Карла мы нашли в шорной. Он возился с огромным седлом, сверху плоским, на котором, надо полагать, плясала и прыгала мадемуазель Кларисса. На гвозде висел вальтрап такой величины, что хоть слону впору.

Седло (позднее я узнал, что оно называется панно) было изготовлено из деревянной основы и нескольких слоев войлока. Непонятно как оно оказалось распорото, словно кто-то выгрыз здоровый кус гигантскими зубами, и Карл вставлял куски войлока взамен недостающих. Он узнал нас и вышел, чтобы указать нам место для нашей деятельности.

– Слыхали, что пропавшая девица вернулась, – по моему знаку сказал ему Гаврюша. – Все ли с ней благополучно?

– Бог уберег, – примерно так ответил Карл.

– И лошади вернулись?

– Да.

– Будет ли девица сегодня выступать в представлении?

– Да.

Карл был недоволен – и сперва могло показаться, будто расспросами, но я видел – его волнует совсем иное.

– А лошади не пострадали? – спросил Гаврюша, чтобы поддержать разговор.

– Нет.

В конце концов Карл предложил нам заняться подножкой не на конюшне, а в самом парке, у конюшенной стены. Пришлось согласиться.

– Как же узнать, где Кларисса? – спросил я Гаврюшу.

– Да завопить: пожар, потоп! Тут все и выскочат, – хмуро пошутил он.

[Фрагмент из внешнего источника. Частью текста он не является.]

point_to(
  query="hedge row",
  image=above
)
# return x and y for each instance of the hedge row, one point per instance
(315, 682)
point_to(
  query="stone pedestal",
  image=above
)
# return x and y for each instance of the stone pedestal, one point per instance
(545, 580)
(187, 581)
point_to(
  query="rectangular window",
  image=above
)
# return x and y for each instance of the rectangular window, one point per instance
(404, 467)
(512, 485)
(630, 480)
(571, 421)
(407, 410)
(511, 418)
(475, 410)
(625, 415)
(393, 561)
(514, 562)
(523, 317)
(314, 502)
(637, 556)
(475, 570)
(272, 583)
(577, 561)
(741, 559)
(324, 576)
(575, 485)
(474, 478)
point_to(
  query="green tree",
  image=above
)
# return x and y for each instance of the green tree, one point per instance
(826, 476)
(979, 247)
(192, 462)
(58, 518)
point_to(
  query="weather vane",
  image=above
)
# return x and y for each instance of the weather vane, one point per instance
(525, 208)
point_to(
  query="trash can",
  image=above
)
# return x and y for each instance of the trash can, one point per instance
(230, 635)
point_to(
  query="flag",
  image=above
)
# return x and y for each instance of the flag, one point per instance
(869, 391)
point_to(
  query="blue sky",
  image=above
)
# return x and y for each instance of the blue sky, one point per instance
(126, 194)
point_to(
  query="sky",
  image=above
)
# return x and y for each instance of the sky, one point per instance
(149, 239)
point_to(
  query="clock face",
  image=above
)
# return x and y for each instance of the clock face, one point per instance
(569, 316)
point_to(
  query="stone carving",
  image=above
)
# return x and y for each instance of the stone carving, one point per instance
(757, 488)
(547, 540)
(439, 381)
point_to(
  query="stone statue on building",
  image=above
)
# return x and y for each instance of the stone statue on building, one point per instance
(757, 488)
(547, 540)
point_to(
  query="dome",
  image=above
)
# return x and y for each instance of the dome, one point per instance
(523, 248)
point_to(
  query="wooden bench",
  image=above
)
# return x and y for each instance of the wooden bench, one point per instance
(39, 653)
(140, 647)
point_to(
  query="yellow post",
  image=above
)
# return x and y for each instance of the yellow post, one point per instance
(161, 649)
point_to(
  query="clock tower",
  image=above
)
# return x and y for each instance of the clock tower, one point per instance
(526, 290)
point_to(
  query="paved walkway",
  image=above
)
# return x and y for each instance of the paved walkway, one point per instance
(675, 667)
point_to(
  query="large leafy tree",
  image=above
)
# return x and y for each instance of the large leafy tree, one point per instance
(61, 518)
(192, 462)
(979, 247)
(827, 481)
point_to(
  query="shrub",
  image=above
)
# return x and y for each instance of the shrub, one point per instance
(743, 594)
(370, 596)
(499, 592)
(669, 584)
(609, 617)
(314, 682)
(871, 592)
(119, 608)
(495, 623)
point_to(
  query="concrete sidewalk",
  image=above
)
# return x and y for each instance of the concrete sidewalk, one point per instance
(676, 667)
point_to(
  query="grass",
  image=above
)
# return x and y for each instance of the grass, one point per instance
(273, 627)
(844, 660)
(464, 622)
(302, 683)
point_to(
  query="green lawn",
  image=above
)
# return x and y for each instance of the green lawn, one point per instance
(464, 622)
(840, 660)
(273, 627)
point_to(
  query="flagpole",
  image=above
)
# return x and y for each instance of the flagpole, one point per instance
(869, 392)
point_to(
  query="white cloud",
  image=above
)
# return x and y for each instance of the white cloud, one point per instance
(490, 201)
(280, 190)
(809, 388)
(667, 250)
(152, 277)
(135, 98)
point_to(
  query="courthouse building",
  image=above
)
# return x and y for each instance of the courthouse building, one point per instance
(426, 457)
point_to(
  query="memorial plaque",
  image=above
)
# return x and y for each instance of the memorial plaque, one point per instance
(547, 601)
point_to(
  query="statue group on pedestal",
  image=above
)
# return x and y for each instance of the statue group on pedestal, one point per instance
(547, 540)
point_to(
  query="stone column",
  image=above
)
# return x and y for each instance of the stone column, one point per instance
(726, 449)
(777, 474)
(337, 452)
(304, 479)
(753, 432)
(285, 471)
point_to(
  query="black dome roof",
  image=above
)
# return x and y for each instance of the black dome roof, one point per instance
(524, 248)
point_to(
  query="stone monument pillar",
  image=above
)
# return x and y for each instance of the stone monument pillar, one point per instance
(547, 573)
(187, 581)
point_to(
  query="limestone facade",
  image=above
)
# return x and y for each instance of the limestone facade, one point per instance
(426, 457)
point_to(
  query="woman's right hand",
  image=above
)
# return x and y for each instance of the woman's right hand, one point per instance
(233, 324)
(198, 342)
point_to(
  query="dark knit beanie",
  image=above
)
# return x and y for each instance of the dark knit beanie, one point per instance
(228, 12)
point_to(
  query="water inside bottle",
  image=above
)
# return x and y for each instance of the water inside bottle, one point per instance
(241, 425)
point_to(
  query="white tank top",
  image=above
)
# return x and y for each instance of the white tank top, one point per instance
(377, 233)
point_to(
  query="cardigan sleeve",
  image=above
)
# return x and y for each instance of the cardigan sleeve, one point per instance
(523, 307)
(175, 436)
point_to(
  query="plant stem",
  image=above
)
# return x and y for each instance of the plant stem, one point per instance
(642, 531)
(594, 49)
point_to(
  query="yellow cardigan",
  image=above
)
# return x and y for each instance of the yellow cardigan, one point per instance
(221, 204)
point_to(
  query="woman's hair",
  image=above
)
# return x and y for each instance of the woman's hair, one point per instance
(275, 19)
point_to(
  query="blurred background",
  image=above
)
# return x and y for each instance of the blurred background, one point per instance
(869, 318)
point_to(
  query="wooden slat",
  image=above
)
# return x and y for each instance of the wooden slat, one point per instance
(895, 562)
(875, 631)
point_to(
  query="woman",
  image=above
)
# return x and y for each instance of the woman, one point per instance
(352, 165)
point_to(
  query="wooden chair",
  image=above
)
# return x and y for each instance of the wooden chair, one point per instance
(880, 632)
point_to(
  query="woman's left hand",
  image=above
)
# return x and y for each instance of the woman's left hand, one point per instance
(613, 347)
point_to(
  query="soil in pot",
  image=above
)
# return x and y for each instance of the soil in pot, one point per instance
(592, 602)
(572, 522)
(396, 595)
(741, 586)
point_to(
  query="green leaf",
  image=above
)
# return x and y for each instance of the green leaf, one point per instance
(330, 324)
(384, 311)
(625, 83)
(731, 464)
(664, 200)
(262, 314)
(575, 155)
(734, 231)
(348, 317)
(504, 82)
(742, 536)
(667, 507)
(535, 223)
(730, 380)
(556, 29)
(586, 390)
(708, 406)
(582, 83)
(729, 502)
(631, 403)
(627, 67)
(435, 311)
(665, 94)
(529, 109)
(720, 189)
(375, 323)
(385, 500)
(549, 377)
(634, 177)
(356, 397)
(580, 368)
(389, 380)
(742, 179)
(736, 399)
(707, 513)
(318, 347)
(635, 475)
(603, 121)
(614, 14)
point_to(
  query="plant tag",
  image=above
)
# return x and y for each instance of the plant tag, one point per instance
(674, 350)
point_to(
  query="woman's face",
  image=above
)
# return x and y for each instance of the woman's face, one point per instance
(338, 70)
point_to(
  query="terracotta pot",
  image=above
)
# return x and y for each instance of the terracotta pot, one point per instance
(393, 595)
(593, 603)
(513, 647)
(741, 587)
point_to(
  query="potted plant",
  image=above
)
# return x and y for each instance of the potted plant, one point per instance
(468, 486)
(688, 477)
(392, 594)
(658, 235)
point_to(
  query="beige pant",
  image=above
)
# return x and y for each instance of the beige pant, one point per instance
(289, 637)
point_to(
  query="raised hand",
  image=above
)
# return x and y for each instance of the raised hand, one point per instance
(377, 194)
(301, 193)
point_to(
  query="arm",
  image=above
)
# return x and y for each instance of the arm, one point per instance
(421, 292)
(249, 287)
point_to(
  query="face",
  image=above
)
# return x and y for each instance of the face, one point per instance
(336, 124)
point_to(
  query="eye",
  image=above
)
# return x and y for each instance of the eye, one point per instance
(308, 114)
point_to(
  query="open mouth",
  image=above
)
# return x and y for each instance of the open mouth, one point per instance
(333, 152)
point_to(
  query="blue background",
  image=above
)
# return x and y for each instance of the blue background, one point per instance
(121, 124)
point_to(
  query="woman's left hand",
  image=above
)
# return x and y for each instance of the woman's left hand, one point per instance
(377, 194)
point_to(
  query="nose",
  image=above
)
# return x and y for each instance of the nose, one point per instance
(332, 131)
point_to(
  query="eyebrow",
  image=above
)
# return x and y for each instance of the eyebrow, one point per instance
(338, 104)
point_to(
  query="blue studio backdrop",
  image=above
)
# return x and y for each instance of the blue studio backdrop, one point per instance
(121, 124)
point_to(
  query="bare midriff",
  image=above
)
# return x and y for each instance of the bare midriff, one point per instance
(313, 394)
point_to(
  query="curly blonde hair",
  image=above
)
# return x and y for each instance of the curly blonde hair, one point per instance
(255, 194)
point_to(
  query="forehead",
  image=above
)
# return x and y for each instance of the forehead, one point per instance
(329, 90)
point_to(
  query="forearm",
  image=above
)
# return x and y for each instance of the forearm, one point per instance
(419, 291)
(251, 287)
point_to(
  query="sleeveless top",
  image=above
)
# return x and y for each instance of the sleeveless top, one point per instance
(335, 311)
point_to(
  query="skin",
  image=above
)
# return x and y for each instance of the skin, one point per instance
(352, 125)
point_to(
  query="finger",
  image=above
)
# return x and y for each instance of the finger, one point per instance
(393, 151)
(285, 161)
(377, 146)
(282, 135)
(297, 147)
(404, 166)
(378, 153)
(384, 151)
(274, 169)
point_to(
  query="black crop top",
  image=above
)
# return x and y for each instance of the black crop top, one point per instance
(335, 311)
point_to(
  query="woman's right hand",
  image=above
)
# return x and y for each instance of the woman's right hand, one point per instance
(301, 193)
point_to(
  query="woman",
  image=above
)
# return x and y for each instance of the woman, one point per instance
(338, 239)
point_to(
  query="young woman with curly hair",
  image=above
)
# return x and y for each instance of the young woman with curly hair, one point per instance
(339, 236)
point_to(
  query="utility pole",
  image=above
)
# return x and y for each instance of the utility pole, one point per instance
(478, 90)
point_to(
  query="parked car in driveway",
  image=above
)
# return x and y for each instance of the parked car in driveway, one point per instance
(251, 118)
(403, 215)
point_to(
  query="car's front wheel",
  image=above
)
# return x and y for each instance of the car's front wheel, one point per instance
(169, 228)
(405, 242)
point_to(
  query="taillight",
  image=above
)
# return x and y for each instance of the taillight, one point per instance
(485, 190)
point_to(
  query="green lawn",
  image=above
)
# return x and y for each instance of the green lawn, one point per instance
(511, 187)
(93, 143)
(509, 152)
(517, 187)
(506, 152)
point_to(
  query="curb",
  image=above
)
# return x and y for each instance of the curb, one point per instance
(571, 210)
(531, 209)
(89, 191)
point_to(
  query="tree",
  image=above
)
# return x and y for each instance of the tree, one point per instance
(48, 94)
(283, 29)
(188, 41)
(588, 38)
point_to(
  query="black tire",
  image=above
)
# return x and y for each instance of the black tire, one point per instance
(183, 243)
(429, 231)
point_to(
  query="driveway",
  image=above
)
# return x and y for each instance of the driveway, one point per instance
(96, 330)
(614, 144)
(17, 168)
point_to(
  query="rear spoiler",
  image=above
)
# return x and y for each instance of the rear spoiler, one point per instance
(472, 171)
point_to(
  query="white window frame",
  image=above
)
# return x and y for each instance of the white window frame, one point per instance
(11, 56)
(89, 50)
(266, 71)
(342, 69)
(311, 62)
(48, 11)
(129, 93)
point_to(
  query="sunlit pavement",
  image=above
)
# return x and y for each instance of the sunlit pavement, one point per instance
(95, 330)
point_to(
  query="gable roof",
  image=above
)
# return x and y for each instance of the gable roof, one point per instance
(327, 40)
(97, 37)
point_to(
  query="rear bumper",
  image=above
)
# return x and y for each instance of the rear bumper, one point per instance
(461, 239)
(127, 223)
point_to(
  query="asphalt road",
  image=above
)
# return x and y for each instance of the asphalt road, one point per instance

– Да уж… А вот любопытно, кто ж той ночью кричал про пожар и всех переполошил?

– Может, свеча из люстры вывалилась и что-то загорелось? – предположил Гаврюша. – Тут же и потушили.

– Может, и так.

– Алексей Дмитрич… – вдруг прошептал он, делая мне знак глазами.

Я посмотрел в нужном направлении и увидел черный конский круп с черным же длинным хвостом. Получив от Гаврюши нелюбезный тычок локтем в бок, я пригляделся внимательнее – и увидел не только четыре конские ноги, но и две человеческие. Отгородившись лошадью от всего мира, где-то у кормушки стоял человек в рыжеватых мягких сапожках. По размеру этих сапожек мы поняли, что в стойле спряталась Кларисса.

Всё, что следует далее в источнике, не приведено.